In London, on August 17, 1814, directors of two insurance companies presented to the Admiralty remonstrances on the want of protection in the Channel; to which the usual official reply was made that an adequate force was stationed both in St. George's Channel and in the North Sea. The London paper from which this intelligence was taken stated that premiums on vessels trading between England and Ireland had risen from an ordinary rate of less than one pound sterling to five guineas per cent. The Admiralty, taxed with neglect, attributed blame to the merchant captains, and announced additional severity to those who should part convoy. Proceedings were instituted against two masters guilty of this offence.[254] September 9, the merchants and shipowners of Liverpool remonstrated direct to the Prince Regent, going over the heads of the Admiralty, whom they censured. Again the Admiralty alleged sufficient precautions, specifying three frigates and fourteen sloops actually at sea for the immediate protection of St. George's Channel and the western Irish coast against depredations, which they nevertheless did not succeed in suppressing.[255]

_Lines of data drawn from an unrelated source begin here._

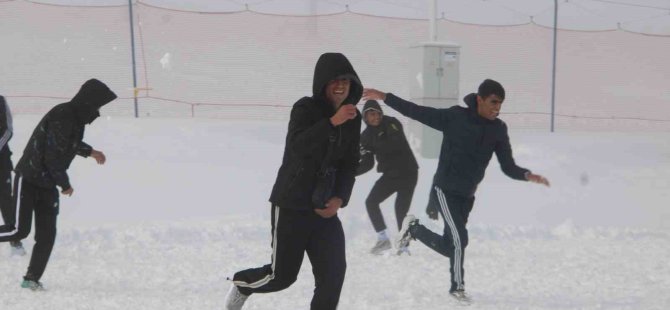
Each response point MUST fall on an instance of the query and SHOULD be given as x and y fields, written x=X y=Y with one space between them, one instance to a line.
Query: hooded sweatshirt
x=58 y=137
x=468 y=143
x=309 y=135
x=386 y=142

At the same time the same classes in Glasgow were taking action, and passing resolutions, the biting phrases of which were probably prompted as much by a desire to sting the Admiralty as by a personal sense of national abasement. "At a time when we are at peace with all the rest of the world, when the maintenance of our marine costs so large a sum to the country, when the mercantile and shipping interests pay a tax for protection under the form of convoy duty, and when, in the plenitude of our power, we have declared the whole American coast under blockade, it is equally distressing and mortifying that our ships cannot with safety traverse our own channels, that insurance cannot be effected but at an excessive premium, and that a horde of American cruisers should be allowed, unheeded, unmolested, unresisted, to take, burn, or sink our own vessels in our own inlets, and almost in sight of our own harbours."[256] In the same month the merchants of Bristol, the position of which was comparatively favorable to intercourse with Ireland, also presented a memorial, stating that the rate of insurance had risen to more than twofold the amount at which it was usually effected during the continental war, when the British Navy could not, as it now might, direct its operations solely against American cruisers. Shipments consequently had been in a considerable degree suspended. The Admiralty replied that the only certain protection was by convoy. This they were ready to supply but could not compel, for the Convoy Act did not apply to trade between ports of the United Kingdom.